• Sonuç bulunamadı

2. KURAMSAL ÇERÇEVE VE İLGİLİ ARAŞTIRMALAR

2.3. Problem, Problem Çözme ve Problem Kurma

2.3.4. Problem Kurma Türleri

Problemin ve problem çözmenin türleri olduğu gibi problem kurmanın da türleri vardır.

Silver (1994: 19), problem kurmanın üç farklı matematiksel bilişsel etkinliğin uygulanabileceği bir durum olduğuna dikkat çekmiştir.

1) Çözüm Öncesi Problem Kurma: Bir öğrencinin verilen veya kavranan

müfredattan bir soru yöneltmesi aracılığıyla gerçekleşir.

2) Çözüm İçinde Problem Kurma: Bir öğrencinin çözümü yapılan bir

problemi yeniden formüle etmesiyle gerçekleşir.
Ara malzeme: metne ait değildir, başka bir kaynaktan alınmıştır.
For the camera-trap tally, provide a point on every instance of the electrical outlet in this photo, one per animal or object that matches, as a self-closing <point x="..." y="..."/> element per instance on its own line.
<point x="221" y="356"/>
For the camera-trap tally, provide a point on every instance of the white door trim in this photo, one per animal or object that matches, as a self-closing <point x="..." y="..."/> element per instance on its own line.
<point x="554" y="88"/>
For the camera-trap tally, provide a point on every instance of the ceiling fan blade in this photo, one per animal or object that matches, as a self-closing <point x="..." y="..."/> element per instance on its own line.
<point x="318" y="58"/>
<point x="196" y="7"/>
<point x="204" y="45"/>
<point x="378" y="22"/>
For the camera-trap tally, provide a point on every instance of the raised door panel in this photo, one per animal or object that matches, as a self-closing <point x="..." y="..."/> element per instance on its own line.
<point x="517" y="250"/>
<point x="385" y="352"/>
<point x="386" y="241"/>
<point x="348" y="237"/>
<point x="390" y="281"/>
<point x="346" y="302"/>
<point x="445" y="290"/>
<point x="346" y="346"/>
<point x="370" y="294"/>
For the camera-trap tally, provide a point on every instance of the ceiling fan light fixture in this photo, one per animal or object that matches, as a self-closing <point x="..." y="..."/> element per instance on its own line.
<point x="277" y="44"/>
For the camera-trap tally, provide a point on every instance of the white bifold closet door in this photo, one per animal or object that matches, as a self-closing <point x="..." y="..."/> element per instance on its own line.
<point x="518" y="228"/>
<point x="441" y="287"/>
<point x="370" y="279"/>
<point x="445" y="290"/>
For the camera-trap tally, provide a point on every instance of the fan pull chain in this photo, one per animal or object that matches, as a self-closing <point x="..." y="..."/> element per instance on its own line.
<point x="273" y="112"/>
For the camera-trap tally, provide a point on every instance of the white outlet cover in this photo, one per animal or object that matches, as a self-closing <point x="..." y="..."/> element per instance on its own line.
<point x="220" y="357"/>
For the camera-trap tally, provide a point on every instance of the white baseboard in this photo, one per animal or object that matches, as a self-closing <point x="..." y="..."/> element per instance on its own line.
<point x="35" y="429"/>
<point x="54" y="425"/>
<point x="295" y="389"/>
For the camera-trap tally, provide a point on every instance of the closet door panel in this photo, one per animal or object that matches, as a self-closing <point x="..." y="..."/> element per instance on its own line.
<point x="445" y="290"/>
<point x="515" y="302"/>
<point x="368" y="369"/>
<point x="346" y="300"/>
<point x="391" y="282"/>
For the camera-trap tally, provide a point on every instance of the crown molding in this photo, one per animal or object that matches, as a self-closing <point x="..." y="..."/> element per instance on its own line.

3) Çözüm Sonrası Problem Kurma: Bir öğrencinin yeni problem oluşturmak

için çözümü mevcut olan bir problemin durumlarını ve amacını değiştirmesiyle gerçekleşir.

Stoyanova ve Ellerton (1996: 520), problem kurma aktivitelerini; serbest, yarı- yapılandırılmış ve yapılandırılmış problem kurma şeklinde üç gruba ayırmıştır:

1. Serbest Problem Kurma: Burada öğrencilere problem verilmez.

Öğrencilerden, sınırlandırma olmaksızın verilen doğal duruma uygun problemler kurmaları istenir. Serbest problem kurma durumlarında öğrenciler, okul içindeki ya da dışındaki günlük yaşamdaki bir durumu kullanarak ve birtakım sorular üreterek yeni bir problem düzenlerler. Öğrencilerden, “kolay veya zor bir problem oluştur”, “matematik yarışmaları veya testler için uygun bir problem düzenle” veya “istediğin bir problemi üret” şeklinde teşviklerle yeni bir problem oluşturmaları istenir. Problem derleme durumları kapsamında, günlük hayat durumları, serbest problem derleme, istediğin bir problem, matematik yarışmaları için problemler, bir arkadaş için yazılan problemler ve zevk için üretilmiş problemler gibi etkinliklerden biri ya da birkaçı olabilir (Akay, 2006: 85).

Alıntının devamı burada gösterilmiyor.